Loratadine Exerts Estrogen-Like Effects and Disrupts Penile Development in the Mouse

PURPOSE Hypospadias is a developmental anomaly of the penis and urethra that can be steroid mediated. It is characterized by a urethral opening occurring below the normal location at the tip of the penis. The link between loratadine, the active ingredient in a common over-the-counter antihistamine, and hypospadias, the most common congenital abnormality, has been the subject of controversy. We examined the effect of in utero exposure to an over-the-counter loratadine syrup on urethral development, and expression of androgen and estrogen receptors.

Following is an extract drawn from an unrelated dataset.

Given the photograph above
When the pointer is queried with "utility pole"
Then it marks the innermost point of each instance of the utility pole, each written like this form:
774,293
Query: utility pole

MATERIALS AND METHODS We orally gavaged pregnant dams with the equivalent of a daily dose of loratadine syrup, with 3 times that dose or with a corn oil gavage control from GD 12 through GD 17. Using gross and histological assessment and 3D reconstruction, we looked for urethral abnormalities in fetal GTs at E 19. We also used real-time quantitative PCR to characterize the expression levels of steroid receptor mRNA in the GT at E 19, a critical stage for completion of urethral and penile development in this species. RESULTS Loratadine syrup disrupted normal urethral development in the mouse, based on gross morphology and histological assessment, and also disrupted steroid receptor expression, producing an expression profile similar to that resulting from in utero exposure to ethinyl estradiol. CONCLUSIONS In utero exposure to over-the-counter loratadine syrup can result in hypospadias in this model, and creates changes in the steroid receptor mRNA expression profile similar to those elicited by a synthetic estrogen.